Iraqi Refugees in Jordan: The View from the Ground

Last Thursday, as I lunched in the stately dinning room of one of Northwest D.C.'s Victorian brownstones, I listened to a fascinating discussion of the refugee situation in Jordan. Sitting at the head of the table was Noah Merrill of Electronic Iraq, who just returned from Jordan, where he spent hundred of hours interviewing Iraqi refugees.

Although there are approximately one million Iraqi refugees in Jordan, the interviewees were not easy to locate, Noah told us. Despite the UNHCR estimated 50,000 refugees fleeing to Jordan every month, there are no refugee camps; newly arrived refugees disappear into the densely-populated urban landscape of Jordan's biggest cities.

The untraceable existence of these refugees has several worrisome causes. First among these is Jordan's ability to shirk the responsibility, mandated by international law, to recognize and protect refugees within its borders. Jordan never signed on to the 1951 Convention and Protocol Relating to the Status of Refugees for fear that in doing so, it would be committing itself to granting residency to the large numbers of Palestinian refugees within its borders. With 60 to 70 percent of the Jordanian population made up of these Palestinian refugees, Jordanians, who are the minority in their own country, view the influx of Iraqi refugees as a genuine existential threat to their country's national identity.

Refugees, therefore, are not seen by the Jordanian government as, well, refugees. To paraphrase as senior Jordanian official: "Jordan does not have a refugee problem; Jordan has an illegal immigration problem." Thus viewed as illegal immigrants, Iraqi refugees are prohibited from working. Forced by financial circumstances to defy this prohibition, Iraqis try their best to stay under the radar. If caught, they face deportation back across the border, into the lawless terrorist haven of Al-Anbar province.

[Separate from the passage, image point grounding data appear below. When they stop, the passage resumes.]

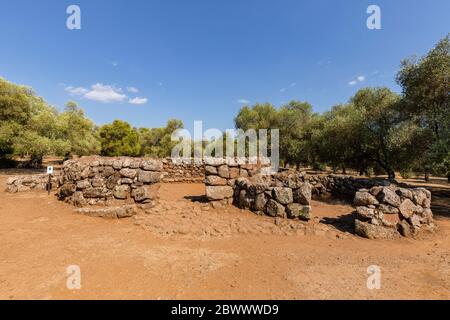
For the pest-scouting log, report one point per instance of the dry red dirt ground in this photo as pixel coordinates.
(180, 250)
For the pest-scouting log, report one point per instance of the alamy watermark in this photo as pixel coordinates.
(73, 21)
(73, 281)
(374, 20)
(374, 279)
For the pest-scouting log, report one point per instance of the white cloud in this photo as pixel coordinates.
(105, 94)
(132, 89)
(358, 79)
(138, 101)
(98, 92)
(76, 91)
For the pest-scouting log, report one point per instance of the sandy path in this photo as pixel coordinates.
(40, 237)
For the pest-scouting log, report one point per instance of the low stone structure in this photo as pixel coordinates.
(341, 186)
(123, 184)
(31, 182)
(391, 211)
(183, 171)
(221, 175)
(251, 186)
(98, 180)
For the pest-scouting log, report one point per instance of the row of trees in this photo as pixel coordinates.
(31, 128)
(377, 130)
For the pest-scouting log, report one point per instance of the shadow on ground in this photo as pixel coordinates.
(344, 223)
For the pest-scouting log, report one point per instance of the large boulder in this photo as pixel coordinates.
(260, 202)
(128, 173)
(363, 198)
(140, 194)
(283, 195)
(215, 181)
(420, 195)
(149, 176)
(66, 190)
(298, 211)
(408, 208)
(210, 170)
(387, 195)
(371, 231)
(274, 209)
(219, 192)
(94, 193)
(223, 171)
(152, 165)
(303, 194)
(121, 192)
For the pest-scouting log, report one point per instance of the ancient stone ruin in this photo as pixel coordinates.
(118, 187)
(388, 211)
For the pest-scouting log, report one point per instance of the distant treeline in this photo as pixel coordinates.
(376, 132)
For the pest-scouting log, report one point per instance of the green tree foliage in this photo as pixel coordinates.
(79, 131)
(156, 142)
(119, 139)
(426, 87)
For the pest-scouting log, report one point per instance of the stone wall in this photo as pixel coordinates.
(31, 182)
(103, 181)
(221, 175)
(249, 186)
(391, 211)
(340, 186)
(187, 171)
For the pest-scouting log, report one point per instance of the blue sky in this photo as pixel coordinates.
(202, 59)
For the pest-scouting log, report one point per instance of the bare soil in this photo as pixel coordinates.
(183, 250)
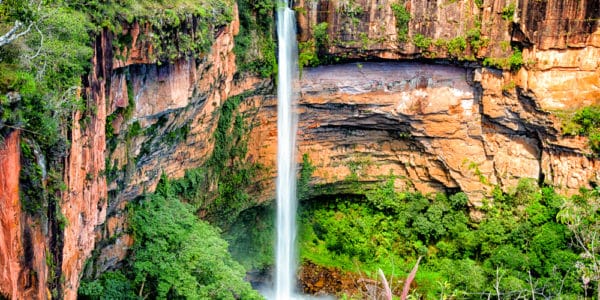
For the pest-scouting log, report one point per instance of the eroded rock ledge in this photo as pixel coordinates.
(435, 127)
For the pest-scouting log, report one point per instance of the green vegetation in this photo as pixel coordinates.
(175, 256)
(585, 122)
(251, 237)
(457, 46)
(254, 45)
(310, 53)
(422, 42)
(508, 11)
(180, 28)
(402, 19)
(518, 247)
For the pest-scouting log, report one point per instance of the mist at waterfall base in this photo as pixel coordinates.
(285, 252)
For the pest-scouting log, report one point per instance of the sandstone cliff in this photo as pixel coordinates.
(436, 127)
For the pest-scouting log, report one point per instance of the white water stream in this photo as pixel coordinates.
(285, 265)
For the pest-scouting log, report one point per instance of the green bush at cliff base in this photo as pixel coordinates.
(175, 256)
(518, 246)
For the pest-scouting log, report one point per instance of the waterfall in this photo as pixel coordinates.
(285, 265)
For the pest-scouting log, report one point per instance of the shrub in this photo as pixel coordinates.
(402, 19)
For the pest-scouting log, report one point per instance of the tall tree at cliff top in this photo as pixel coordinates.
(44, 52)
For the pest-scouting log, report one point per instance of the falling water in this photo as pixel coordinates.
(285, 266)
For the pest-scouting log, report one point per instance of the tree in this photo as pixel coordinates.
(22, 14)
(582, 217)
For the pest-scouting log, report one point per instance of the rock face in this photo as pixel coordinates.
(23, 242)
(365, 28)
(434, 127)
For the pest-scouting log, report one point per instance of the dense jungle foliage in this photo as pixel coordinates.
(527, 242)
(524, 246)
(175, 256)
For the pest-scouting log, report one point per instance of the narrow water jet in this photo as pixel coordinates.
(285, 265)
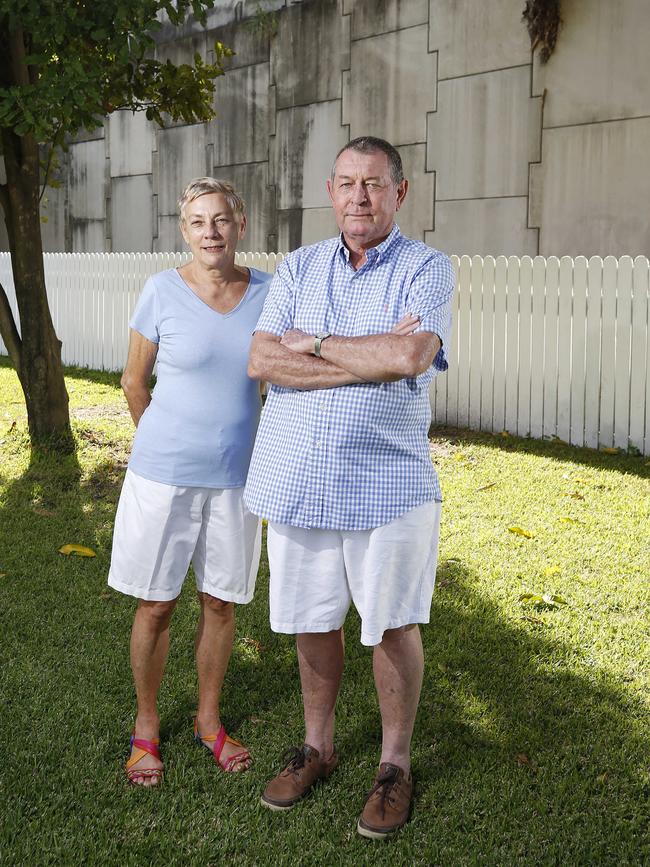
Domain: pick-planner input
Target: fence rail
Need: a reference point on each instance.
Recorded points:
(541, 347)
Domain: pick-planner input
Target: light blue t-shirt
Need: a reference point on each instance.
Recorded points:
(200, 426)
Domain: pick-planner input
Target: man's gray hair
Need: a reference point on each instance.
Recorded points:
(202, 186)
(368, 144)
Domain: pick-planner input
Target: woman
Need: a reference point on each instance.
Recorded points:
(182, 494)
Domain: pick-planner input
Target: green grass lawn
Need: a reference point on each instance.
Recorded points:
(531, 744)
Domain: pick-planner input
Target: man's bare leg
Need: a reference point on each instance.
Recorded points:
(213, 647)
(398, 664)
(149, 648)
(320, 657)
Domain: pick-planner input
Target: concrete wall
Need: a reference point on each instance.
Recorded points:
(504, 155)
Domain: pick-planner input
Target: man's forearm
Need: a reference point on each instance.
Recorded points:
(382, 357)
(281, 366)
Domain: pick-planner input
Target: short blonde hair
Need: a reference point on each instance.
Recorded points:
(201, 186)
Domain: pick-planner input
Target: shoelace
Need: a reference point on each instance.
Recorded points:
(385, 782)
(294, 759)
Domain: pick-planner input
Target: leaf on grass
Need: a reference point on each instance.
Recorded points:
(78, 550)
(254, 643)
(530, 597)
(519, 531)
(545, 600)
(553, 599)
(46, 513)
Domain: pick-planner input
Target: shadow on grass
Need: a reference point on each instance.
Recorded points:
(554, 449)
(515, 730)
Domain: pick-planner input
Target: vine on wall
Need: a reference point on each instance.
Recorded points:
(543, 21)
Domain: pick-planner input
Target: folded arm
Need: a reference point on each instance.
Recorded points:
(375, 357)
(289, 360)
(274, 362)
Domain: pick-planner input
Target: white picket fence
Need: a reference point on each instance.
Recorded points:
(92, 295)
(541, 347)
(550, 347)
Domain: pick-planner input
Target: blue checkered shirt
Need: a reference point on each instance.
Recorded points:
(356, 456)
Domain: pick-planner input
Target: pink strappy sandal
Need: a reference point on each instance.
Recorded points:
(216, 744)
(142, 748)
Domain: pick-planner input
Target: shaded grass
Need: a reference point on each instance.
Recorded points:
(531, 745)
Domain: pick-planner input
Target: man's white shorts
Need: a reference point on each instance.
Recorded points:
(160, 528)
(388, 572)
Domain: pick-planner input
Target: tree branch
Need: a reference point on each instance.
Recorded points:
(9, 331)
(5, 204)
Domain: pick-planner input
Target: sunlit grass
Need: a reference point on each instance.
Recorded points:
(531, 745)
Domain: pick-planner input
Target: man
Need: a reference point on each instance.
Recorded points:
(351, 334)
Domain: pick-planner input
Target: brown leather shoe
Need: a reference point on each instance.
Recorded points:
(388, 804)
(304, 768)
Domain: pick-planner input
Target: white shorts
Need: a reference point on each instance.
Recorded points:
(160, 528)
(388, 572)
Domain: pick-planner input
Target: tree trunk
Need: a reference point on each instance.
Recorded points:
(37, 357)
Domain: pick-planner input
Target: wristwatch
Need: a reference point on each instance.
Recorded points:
(318, 340)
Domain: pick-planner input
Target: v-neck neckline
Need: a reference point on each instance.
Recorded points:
(204, 304)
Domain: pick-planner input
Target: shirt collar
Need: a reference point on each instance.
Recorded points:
(373, 253)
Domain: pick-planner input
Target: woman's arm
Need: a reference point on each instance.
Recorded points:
(137, 373)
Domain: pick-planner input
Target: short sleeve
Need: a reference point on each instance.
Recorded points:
(429, 298)
(145, 318)
(277, 313)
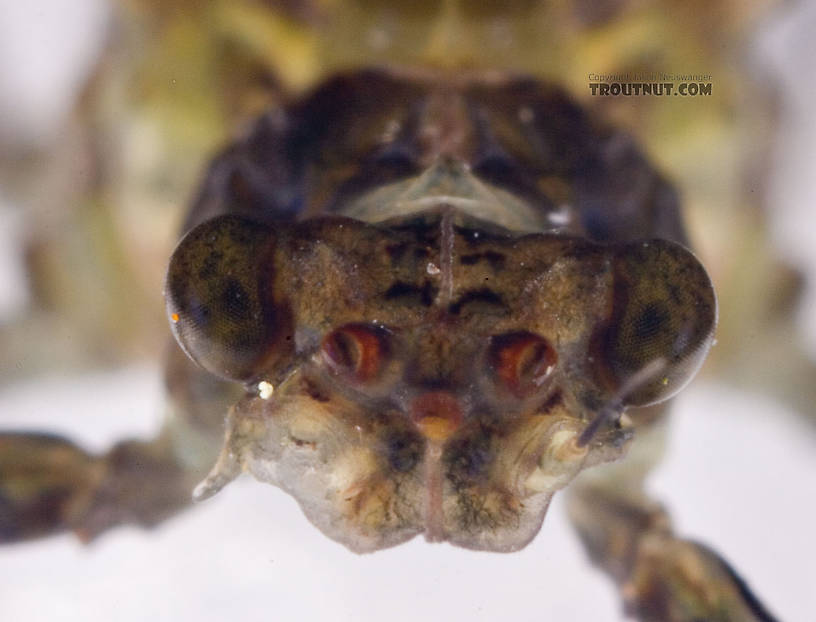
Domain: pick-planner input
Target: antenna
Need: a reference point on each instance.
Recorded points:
(644, 375)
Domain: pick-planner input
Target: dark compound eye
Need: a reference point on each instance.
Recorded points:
(219, 292)
(663, 309)
(521, 362)
(356, 351)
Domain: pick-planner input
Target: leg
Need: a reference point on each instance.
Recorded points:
(49, 485)
(662, 578)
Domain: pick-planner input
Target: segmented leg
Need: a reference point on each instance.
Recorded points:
(661, 577)
(48, 484)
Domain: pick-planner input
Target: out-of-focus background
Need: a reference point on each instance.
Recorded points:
(108, 112)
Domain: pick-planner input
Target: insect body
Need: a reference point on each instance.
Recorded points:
(434, 297)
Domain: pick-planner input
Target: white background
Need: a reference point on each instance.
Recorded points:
(740, 472)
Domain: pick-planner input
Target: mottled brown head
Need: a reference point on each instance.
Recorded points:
(430, 375)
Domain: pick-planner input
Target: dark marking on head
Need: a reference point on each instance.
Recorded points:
(496, 260)
(424, 294)
(483, 296)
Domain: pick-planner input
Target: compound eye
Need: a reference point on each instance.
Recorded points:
(356, 351)
(663, 311)
(219, 292)
(521, 362)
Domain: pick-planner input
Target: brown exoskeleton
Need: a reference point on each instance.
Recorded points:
(428, 303)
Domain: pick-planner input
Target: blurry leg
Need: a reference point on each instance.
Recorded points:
(661, 577)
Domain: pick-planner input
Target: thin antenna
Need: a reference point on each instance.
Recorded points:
(641, 377)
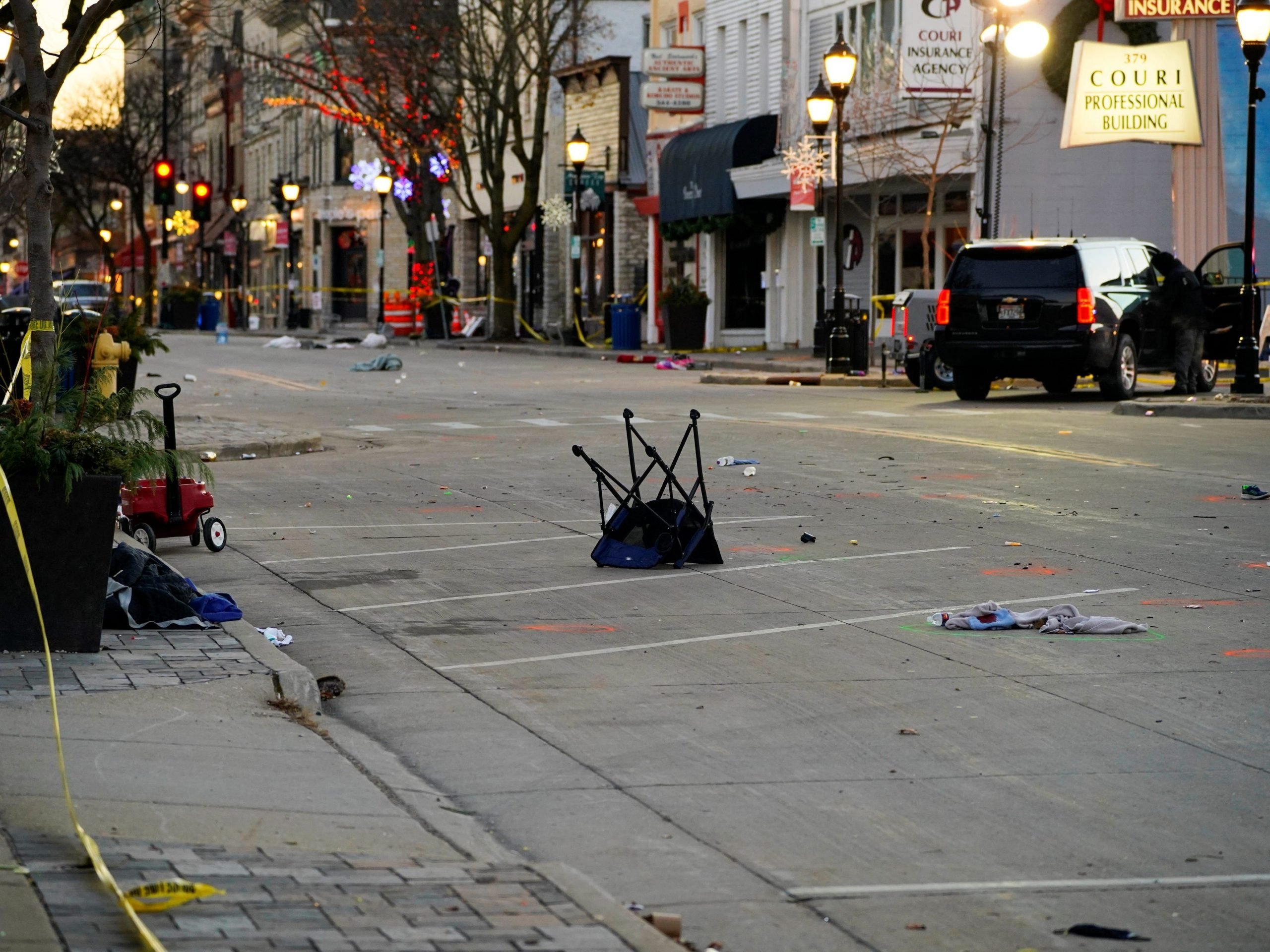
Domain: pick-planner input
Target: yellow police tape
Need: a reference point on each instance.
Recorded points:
(181, 895)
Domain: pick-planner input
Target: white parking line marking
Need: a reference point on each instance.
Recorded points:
(417, 551)
(654, 577)
(1010, 885)
(811, 626)
(491, 522)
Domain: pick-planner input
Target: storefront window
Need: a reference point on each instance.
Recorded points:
(911, 259)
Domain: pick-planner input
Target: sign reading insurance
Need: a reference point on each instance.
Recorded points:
(939, 49)
(1131, 94)
(1173, 9)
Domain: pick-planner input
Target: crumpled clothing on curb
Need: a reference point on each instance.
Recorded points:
(384, 362)
(276, 636)
(1058, 620)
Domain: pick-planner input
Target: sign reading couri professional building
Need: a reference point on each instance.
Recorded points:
(1131, 93)
(939, 49)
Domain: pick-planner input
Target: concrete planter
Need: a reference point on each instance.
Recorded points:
(69, 543)
(685, 327)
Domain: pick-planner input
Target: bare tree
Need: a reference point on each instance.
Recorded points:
(37, 94)
(504, 54)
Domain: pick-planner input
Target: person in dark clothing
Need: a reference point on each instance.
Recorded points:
(1184, 306)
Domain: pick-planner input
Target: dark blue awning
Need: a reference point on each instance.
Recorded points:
(694, 175)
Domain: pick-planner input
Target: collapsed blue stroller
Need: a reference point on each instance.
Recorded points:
(640, 534)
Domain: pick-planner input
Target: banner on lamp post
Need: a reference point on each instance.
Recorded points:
(1131, 94)
(939, 46)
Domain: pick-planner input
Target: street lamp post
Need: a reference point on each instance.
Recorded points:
(1253, 18)
(290, 194)
(577, 149)
(382, 186)
(840, 66)
(820, 108)
(239, 203)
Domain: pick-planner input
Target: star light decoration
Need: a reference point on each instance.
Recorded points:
(362, 175)
(804, 164)
(557, 212)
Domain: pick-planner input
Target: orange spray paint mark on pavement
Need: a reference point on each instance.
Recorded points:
(570, 629)
(1029, 570)
(1192, 602)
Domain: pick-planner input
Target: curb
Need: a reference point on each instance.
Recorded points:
(1223, 411)
(263, 448)
(605, 909)
(291, 679)
(806, 380)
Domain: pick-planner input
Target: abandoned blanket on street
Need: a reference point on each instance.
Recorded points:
(1060, 620)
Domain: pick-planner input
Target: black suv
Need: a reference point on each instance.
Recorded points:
(1061, 309)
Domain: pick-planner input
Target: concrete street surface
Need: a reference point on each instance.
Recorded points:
(726, 742)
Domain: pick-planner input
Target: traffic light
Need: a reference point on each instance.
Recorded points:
(201, 203)
(276, 193)
(164, 180)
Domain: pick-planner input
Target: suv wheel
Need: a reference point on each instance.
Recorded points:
(1121, 380)
(1060, 384)
(972, 385)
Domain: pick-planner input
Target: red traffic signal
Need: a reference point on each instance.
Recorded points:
(201, 206)
(164, 191)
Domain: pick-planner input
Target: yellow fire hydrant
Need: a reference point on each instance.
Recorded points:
(107, 357)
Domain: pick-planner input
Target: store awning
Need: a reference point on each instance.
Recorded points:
(694, 176)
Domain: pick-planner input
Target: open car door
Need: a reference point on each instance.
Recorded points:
(1221, 276)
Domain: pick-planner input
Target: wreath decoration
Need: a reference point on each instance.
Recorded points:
(1069, 26)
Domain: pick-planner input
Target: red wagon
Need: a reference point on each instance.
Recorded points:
(169, 508)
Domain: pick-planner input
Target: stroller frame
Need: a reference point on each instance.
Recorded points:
(671, 527)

Other factors also make the climate inhospitable to Iraqi refugees. For example, the UN Refugee Agency, under pressure from the Jordanian government, has stopped issuing refugee certificates to Iraqis, and instead grants them refugees cards with the largely hollow "temporary asylum seeker" status.

Also, Noah continued, the Jordanian government, echoing a similar threat it made last year, has stated that it will expel all Iraqi children from schools - public and private. Amelia Templeton, an Iraqi refugee advocate and former NPR correspondent, said that when she interviewed Jordan's Minister of Education, he cited the cost and pressure on classroom size caused by the refugee influx as the rationale behind such measures. Yet Jordanian officials have begun to shut down schools operating out of churches - independent, informal schools which have no presumable impact on public classrooms. Noah pointed out the devastating effects such measures are having on the Iraqis, a people whose culture deeply prizes education.

In order for Iraqi refugees to ensure that they will not be deported back to Iraq, they have two options: leave Jordan and flee to a more hospitable country like Egypt, or try to gain residency status. This second option is only available to Iraqis that have the ability to put a certain amount of money into Jordanian banks. Essentially, says Noah, the Jordanian government is following international conventions to protect one type of refugee: the wealthy refugee.

A final factor threatening many Iraqi refugees in Jordan is a virulent and "intentionally constructed" anti-Shia sentiment, says Noah. State-led propaganda campaigns spread the belief that the Iraqi Shia community is responsible for bringing Americans into Iraq and for the "assassination" of Saddam Hussein. As a result of these sentiments, Iraqi Shia refugees that try to form self-help communities are deported back to Iraq.

Noah Merill ended the discussion by saying that the refugee crisis represents a political problem. As such, humanitarian aid is necessary - but not sufficient - when it comes to dealing effectively with this problem. He says that a plan that helps get Iraqi refugees back into Iraq should be fundamental to any proposed solution. This is, he said, what the refugees he interviewed truly desired - to go home.

With American NGO participants just coming back into town from last week's UN-led conference to address the Iraqi displacement crisis, I am trying to track down any information about whether such a plan is in the works. But with the fragile security environment in Iraq constantly undermined by ongoing violence, I have to wonder what the prospects for such a plan really are at this point.